Is cheesecake a summery thing? It definitely feels like it. Not that I don't love a crazy rich, super indulgent cheesecake in January, but there's something about a plain white cheesecake, all sharp and creamy, that seems to sit well with summer.

The oooonly thing about this one was, I made it to take to a barbecue. A barbecue on the beach which a friend and I had planned while we were sat in the garden in superdooper hot afternoon sun the day before.
It was going to be soooo hot we would probably swim in the (North) sea.

Turns out though, we chose the worst day of the week to do the actual bbq. It didn't help that I didn't change my weather checking info from Somerset to Scotland after I tool a little trip there last week, 20° it told me....WINNNN. In actual Scotland though, it was prrrrettty chilly and my bikini remained firmly in my bag. Good job the sun came out in force the next day, you know, when no bbq was on the horizon.

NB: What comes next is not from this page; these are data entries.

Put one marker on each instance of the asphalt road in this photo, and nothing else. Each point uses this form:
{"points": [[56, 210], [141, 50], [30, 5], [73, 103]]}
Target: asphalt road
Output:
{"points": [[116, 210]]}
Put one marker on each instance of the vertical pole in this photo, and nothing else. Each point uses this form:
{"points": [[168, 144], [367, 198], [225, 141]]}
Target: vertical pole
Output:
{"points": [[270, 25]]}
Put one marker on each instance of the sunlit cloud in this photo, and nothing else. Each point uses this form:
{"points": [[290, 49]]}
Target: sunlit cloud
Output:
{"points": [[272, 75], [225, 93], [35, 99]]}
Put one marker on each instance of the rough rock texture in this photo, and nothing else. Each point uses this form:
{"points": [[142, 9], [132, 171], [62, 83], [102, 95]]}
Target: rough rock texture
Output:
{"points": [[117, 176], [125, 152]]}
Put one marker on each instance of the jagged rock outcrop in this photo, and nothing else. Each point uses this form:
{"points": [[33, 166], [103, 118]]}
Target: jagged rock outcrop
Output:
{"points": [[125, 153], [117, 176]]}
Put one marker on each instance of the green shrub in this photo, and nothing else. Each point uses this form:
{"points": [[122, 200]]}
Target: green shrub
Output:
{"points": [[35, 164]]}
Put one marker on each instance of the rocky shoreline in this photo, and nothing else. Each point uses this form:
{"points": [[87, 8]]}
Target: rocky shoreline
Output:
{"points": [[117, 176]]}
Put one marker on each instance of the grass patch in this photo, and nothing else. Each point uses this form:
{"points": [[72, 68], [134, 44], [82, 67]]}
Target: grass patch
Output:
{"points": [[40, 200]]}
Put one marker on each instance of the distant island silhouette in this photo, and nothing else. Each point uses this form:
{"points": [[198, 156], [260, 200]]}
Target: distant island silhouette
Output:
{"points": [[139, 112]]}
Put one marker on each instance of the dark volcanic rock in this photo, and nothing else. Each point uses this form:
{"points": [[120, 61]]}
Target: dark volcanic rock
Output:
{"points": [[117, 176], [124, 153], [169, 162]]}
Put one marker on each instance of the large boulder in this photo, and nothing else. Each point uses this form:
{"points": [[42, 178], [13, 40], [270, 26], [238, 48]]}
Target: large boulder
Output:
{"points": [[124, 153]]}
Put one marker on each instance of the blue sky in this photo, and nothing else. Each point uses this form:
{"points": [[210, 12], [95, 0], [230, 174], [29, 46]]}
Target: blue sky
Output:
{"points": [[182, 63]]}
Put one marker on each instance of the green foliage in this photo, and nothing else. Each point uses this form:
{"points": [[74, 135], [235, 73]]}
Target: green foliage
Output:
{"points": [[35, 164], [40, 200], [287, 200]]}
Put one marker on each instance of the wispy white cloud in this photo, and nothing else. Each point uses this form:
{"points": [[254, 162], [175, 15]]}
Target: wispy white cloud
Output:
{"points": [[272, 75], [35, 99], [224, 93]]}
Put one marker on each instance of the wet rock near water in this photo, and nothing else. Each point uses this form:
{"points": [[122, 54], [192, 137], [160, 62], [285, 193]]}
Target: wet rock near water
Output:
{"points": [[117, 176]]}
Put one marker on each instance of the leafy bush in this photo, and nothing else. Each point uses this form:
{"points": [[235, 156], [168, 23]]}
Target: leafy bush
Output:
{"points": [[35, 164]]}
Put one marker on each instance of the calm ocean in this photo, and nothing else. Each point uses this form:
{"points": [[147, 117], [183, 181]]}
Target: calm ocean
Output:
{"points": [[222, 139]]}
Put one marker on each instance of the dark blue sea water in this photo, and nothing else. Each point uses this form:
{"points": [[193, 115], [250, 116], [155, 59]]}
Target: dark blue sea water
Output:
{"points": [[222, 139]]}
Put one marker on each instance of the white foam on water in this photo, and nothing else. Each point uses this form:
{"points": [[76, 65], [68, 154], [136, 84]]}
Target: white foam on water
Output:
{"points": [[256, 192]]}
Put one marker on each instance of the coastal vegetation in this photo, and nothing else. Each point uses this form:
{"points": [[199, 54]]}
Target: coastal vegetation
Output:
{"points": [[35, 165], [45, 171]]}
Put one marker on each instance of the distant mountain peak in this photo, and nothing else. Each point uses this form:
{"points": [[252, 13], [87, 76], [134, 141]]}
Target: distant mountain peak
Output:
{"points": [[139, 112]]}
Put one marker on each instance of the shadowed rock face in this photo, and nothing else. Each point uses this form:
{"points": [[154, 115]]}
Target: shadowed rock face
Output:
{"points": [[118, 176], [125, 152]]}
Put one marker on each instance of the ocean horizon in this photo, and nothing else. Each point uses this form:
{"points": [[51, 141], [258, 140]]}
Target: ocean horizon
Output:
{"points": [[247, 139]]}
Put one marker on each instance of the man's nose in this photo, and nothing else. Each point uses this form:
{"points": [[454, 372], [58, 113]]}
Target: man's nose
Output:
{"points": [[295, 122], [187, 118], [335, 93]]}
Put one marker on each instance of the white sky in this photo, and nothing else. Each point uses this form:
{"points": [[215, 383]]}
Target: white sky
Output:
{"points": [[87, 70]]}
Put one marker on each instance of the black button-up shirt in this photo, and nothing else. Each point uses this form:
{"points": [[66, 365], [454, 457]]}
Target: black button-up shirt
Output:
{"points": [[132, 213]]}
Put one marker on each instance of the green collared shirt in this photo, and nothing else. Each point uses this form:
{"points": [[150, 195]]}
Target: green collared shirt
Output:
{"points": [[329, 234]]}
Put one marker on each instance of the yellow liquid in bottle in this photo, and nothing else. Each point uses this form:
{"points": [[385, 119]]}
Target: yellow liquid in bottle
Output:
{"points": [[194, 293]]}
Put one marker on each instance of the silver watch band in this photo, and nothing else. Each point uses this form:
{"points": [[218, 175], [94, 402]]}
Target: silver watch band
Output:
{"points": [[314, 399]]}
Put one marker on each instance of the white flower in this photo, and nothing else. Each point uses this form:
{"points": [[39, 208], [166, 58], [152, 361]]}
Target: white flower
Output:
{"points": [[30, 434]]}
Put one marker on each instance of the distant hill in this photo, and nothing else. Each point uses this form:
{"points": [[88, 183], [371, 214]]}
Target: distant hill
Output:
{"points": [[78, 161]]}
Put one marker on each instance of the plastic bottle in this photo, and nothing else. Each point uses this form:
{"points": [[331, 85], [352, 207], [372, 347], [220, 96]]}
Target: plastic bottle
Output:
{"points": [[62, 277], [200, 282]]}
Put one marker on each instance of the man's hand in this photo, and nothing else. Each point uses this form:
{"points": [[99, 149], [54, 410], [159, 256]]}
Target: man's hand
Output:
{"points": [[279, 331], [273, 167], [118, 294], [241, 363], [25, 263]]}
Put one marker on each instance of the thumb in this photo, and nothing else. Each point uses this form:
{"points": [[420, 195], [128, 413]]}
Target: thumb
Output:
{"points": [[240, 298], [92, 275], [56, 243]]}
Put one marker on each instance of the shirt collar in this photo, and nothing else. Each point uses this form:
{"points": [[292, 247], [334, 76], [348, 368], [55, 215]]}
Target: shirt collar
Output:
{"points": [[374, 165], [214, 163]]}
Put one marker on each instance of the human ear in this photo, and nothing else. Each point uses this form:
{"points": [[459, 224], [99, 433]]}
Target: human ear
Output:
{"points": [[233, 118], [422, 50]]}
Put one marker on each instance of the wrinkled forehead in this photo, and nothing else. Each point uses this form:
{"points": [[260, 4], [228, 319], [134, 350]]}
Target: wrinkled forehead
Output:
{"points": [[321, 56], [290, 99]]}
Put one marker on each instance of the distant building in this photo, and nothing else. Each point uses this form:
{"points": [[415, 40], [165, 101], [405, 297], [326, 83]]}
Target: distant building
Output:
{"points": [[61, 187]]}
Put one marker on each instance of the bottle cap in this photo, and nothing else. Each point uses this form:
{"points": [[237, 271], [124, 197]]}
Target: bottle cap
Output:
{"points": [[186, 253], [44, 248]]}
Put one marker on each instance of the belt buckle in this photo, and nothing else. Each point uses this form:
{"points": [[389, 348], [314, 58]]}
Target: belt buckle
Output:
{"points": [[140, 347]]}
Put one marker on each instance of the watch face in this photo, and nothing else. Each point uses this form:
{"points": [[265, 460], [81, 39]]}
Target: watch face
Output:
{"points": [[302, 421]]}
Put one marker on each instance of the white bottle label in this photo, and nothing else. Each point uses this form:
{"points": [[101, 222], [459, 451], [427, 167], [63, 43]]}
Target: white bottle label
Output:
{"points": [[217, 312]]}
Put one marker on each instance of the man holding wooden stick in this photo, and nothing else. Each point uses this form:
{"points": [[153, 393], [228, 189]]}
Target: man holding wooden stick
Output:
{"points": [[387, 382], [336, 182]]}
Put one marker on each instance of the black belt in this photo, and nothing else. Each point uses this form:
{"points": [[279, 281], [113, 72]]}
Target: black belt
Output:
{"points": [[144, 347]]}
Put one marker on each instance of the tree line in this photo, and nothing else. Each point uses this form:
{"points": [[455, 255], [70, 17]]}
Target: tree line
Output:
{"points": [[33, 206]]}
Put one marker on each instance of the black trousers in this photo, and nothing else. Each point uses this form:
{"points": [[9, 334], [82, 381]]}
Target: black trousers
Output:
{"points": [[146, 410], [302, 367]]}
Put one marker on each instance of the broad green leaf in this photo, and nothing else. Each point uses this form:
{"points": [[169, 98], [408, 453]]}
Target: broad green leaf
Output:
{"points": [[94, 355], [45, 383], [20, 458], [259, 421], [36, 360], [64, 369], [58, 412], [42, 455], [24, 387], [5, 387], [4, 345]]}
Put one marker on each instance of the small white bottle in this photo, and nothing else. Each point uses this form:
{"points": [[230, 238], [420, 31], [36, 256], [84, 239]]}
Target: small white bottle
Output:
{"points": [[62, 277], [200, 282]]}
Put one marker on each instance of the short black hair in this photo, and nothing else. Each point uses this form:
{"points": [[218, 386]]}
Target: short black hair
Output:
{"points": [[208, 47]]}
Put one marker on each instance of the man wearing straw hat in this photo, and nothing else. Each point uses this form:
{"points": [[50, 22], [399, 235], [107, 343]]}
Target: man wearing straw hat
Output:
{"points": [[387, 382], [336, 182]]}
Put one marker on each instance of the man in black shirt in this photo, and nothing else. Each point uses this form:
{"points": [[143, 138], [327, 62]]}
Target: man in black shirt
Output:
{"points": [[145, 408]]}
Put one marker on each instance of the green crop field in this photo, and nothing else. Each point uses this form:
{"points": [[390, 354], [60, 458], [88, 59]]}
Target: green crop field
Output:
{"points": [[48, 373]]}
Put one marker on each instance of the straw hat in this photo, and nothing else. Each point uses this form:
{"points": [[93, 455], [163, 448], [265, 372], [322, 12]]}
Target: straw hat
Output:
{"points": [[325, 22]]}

But while a steaming hot sponge pudding and custard may have felt more appropriate, the cheesecake did go down a storm, and added to the illusion that we didn't in fact have freezing toes in St Andrews, Fife, but were on some balmy coast of, I don't know, the Riviera. Ahhh next time. With Love and Cake. 

London Cheesecake.
A recipe from Nigella's How to be a Domestic Godess

A few notes:
  •  As with most cheesecakes, I have specified the use of a springform tin, you know, one of those ones that you clip open. This is just so you don't have to drag the sides of a normal loose bottomed tin down the sides of your cheesecake which will probably muss it all up a bit. However, if it's only a loose bottomed one that you have, don't be put off, it will cook just as yummily.
  • You could of course dress this up to the nines, it would look fabby covered in a tumble of summery berries and a good sprinkling of icing sugar.
Serves 8-10
You will need

1 x 20cm springform tin
a roasting tray, large enough to hold the cake tin

For the base
150g digestive biscuits
75g butter, melted

For the filling
600g cream cheese
150g caster sugar
3 eggs
3 egg yolks
1 1/2 tbsp vanilla extract
1 1/2 tbsp lemon juice

For the topping
145ml sour cream
1 tbsp caster sugar
1/2 tsp vanilla extract

  • First we make the base by processing the biscuits in a food processor until they look nice and sandy (or you can put them in a double layer of plastic bags and bash them with a rolling pin, then transfer to a bowl).
  • Add the butter and pulse (or stir) in.
  • Press the mixture into the bottom of your cake tin to create a firm, even layer and transfer to the fridge to set.
  • Preheat the oven to 180°c.
  • Now to make the filling. Beat the cream cheese lightly so it becomes smooth, then beat in the sugar.
  • Next beat in the eggs and egg yolks, followed by the vanilla and lemon juice.
  • Fill the kettle and turn it on to boil.
  • Now we have to wrap the base of the cake tin in foil to stop any water leaking in as we bake, so sit the tin in the middle of a big piece of foil and scrunch it up the sides of the tin.
  • Do this a second time, so you're double layered.
  • Put the cake tin into the roasting tray and pour the cream cheese mixture over the biscuit base.
  • Pour water from the recently boiled kettle into the roasting tray, so it comes about half way up the side of the cake tin.
  • Carefully transfer everything to the oven and bake for 45 minutes, or until the cake is set but maintains a bit of healthy wobble.
  • Whisk together the topping ingredients.
  • Pour the topping over the cake and spread out evenly.
  • Bake the cake for a further 10 minutes.
  • Take everything out of the oven, remove the cake tin from the roasting tin, take off the foil and carefully remove the edges of the tin.
  • Leave to cool completely before chilling in the fridge.